Carbomers

There are some things that are often left undisclosed or only discussed behind closed doors with specialists and manufactures. One of those things is an ingredient known as carbomer. You likely haven’t got a clue what this is and why it’s important to understand. That’s totally fine and part of the reason we run skincare.net is to help you better understand things like the ingredients and what’s actually in these skin and beauty products. Trust me, knowing what you’re putting on your skin and ultimately ingesting is more important than you think. I’ll cover what I know about this topic in as much depth as possible.

carbomersWhat Exactly Is Carbomer?

When you read the ingredient labels of some of the cosmetics products, you will eventually read “carbomer,” but chances are you probably won’t know what this is or what it does in the product. It can be found in many different products. This is commonly found in products as a gel-like consistency.

Since it’s a common ingredient, I’ve decided to write this article explaining what it is, its application and the potential toxicity of this ingredient. I tried to keep it simple and basic here, making it easy to understand.

The Origin Of Carbomer

Carbomer is the trade name of poly(acrylic acid) or PAA. This compound is actually a polymer with the high molecular weight of the acrylic acid. And its origin is of course in a lab. What I mean by that is that it’s made in a laboratory or man made so to speak. The carbomers used throughout the cosmetics industry are all synthetically produced and have been around for over fifty years. In fact, this ingredient might be older than most of the people using the products that it’s used it.

The polymer, when dry has a white color and a fluffy appearance. It’s the structure of the molecule that gives it its unique properties.

The polymer chain of PAA can be made of only acrylic acid molecules (homopolymer) or it can be cross-linked with other polyether molecules. No matter the composition, when PAA is dissolved in pH neutral water, it becomes an anionic polymer, meaning that it has a negative charge and it becomes a polyelectrolyte. Well, this doesn’t mean anything to the chemically uninformed readers, right? Either way, it’s important for you to understand especially if you’re a habitual skin and beauty product user.

To dumb things down a bit, in layman’s terms, this means that the PAA has the ability to absorb and retain water molecules, containing water several times over its original volume.

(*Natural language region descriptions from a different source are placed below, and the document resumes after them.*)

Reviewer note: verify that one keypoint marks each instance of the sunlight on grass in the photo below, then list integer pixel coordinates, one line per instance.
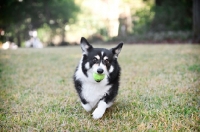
(160, 88)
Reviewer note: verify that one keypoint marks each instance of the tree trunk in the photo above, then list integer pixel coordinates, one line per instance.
(18, 40)
(196, 21)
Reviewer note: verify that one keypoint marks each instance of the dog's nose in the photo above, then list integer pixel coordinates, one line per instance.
(100, 71)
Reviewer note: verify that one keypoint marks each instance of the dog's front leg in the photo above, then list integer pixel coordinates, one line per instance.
(100, 110)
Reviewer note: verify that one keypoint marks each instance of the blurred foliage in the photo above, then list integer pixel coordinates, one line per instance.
(17, 17)
(150, 19)
(164, 15)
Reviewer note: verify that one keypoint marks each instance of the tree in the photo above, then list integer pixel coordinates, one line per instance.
(21, 16)
(196, 21)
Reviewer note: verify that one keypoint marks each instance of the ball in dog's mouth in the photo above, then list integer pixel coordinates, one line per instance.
(98, 77)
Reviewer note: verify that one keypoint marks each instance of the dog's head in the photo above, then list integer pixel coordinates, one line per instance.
(99, 60)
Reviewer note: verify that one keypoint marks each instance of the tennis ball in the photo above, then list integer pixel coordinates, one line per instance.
(98, 77)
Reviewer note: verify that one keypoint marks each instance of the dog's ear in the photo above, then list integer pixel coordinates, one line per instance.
(117, 49)
(85, 46)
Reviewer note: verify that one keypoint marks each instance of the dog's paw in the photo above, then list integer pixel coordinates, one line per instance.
(98, 113)
(87, 107)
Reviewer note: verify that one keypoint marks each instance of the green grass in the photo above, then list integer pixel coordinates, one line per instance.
(160, 90)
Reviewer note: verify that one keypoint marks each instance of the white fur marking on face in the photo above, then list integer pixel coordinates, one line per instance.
(100, 110)
(84, 48)
(102, 53)
(111, 69)
(87, 107)
(105, 58)
(97, 56)
(87, 65)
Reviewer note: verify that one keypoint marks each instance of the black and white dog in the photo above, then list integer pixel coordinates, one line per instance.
(99, 94)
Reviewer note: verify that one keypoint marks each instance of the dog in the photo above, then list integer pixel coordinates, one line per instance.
(99, 94)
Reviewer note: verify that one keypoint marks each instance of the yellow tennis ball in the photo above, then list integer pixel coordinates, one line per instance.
(98, 77)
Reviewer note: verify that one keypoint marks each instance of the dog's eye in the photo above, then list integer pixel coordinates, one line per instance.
(94, 60)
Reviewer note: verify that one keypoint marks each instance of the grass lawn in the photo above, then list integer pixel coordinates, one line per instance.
(159, 91)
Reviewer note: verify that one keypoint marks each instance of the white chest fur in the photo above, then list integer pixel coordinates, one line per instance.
(93, 92)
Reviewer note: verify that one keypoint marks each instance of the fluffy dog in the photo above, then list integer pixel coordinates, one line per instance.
(97, 93)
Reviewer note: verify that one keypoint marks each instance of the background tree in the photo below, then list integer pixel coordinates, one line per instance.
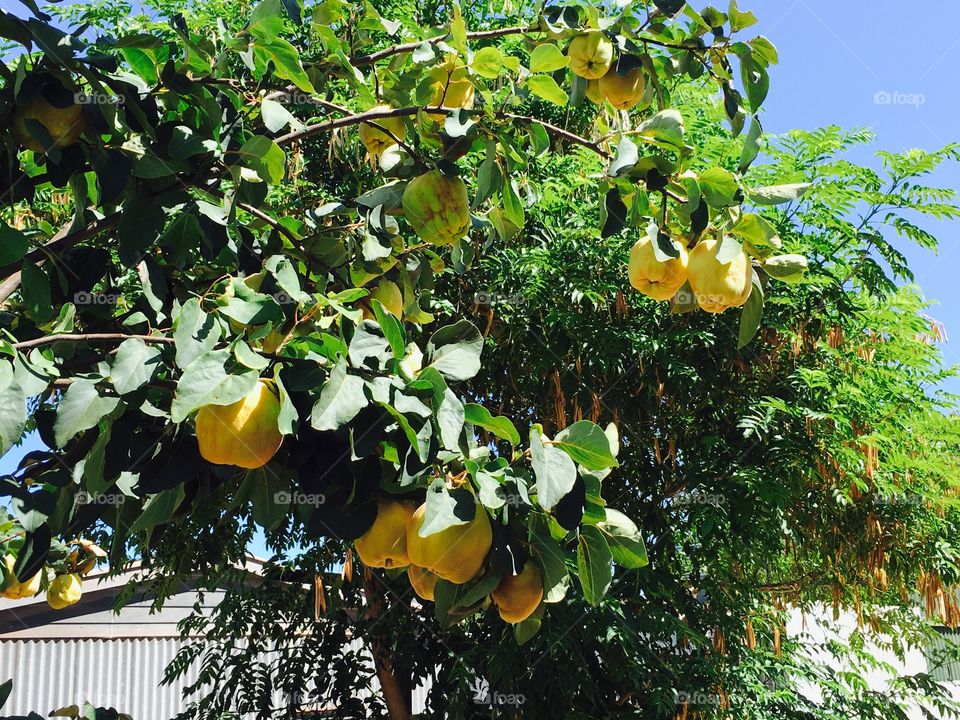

It’s a powerhouse ingredient when it comes to water retention, no doubt about that.

The Use Of Carbomers

Due to the ingredients ability to absorb water, carbomers are used as thickening agents in many products. When reading a label, you can see that some products contain up to 50% carbomers. The codes of the carbomers used are typically 910, 934, 934P, 940, 941, and point to the molecular weight of the carbomer used in the product.

The PAAs used can have different pH levels, and for them to properly work, these need to be brought to a neutral state. This is done by neutralizing them with specific agents like sodium hydroxide, potassium hydroxide, tetrasodium ethylenediaminetetraacetate (EDTA) or some other neutralizing agents.

The Effects Of This Ingredient

The swelling of carbomers and their water retention capability is what makes them so popular in the cosmetic industry, pharmaceuticals and in paints.

In addition to its thickening effect, carbomers are used as emulsifying agents. This means that they have the ability to help with the blending of two or more ingredients that usually don’t mix well together. Think oil and vinegar. This is used when there is the need to mix oil-based and water-based ingredients and keep them blended together, for example in creams, lotions, shampoos and other products.

Another reason why these are used is for dispersing and suspending various ingredients in respective mediums. Carbomers are also the absorbing agents in disposable diapers and feminine hygiene products, and in bandages as well as wound dressings that need to absorb liquids. You’ll find that these are also used in detergents and medical glues as well.

Is It Toxic?

The carbomer molecule is biologically completely inert. That means that carbomers don’t have any effect on the skin. Even when we use products containing carbomers, they dry on the skin and don’t interfere and can’t even be felt on the skin.

There is, however, the possibility of irritation due to neutralizing agents which are used to bring the carbomers to neutral pH level.

Conclusion

Carbomers can be found in many everyday products starting with cosmetics, personal care products, detergents, diapers, pharmaceuticals, and paints. They are polymers of acrylic acid, and although they don’t offer any benefits alone, they are used as thickening agents. This ingredient helps improve the texture of beauty products, or it’s used as a suspension or an emulsifying agent.

Based on what I know carbomers are safe to use, as they don’t interact with the skin, and typically don’t cause irritation of any kind. So, no worries when you read the label of your favorite shampoo and find out that it contains a lot of carbomers. Just go with the flow and keep using that product. If you’re really concerned, then perhaps you should speak with a dermatologist to find out whether it’s truly harmful or not. My guess is that you’re in the clear.